The staging, by director Gemma Bodinetz, is simple and direct and the audience is close to the action, so close that we can almost feel part of the community that we are watching. This is not musical theatre as spectacle, where we watch from afar and marvel at lumbering stage machinery and great set pieces, it is musical theatre with heart and soul where people sing because words are no longer enough and we see the concerns of real human beings- our own concerns- reflected on stage.

Production photograph by Stephen Vaughan.
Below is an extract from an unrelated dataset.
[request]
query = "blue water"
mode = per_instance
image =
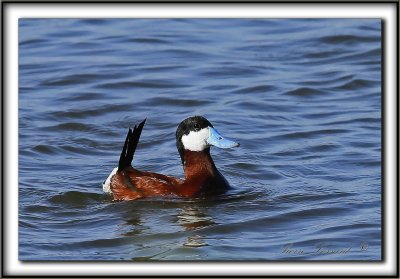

This is the first production in the new, award winning theatre by a company who have big boots to fill. Last time the Everyman had a rep company it produced a group of young actors and writers who became household names and the delight of the audience was obvious. Even for those who had been regulars at the old theatre this will still have been one of their first sightings of the new space in action and there was a real sense of joy in the air as they found that their beloved rep company had been given back to them in a theatre made magically young and beautiful again. For those involved in that process it will have been a delicate task, but they have given Liverpool back one of its treasures. It was very moving to be part of the standing ovation at the end, an ovation for the cast and the show- of course- but it was also a welcome back for the Everyman rep from a delighted city of Liverpool.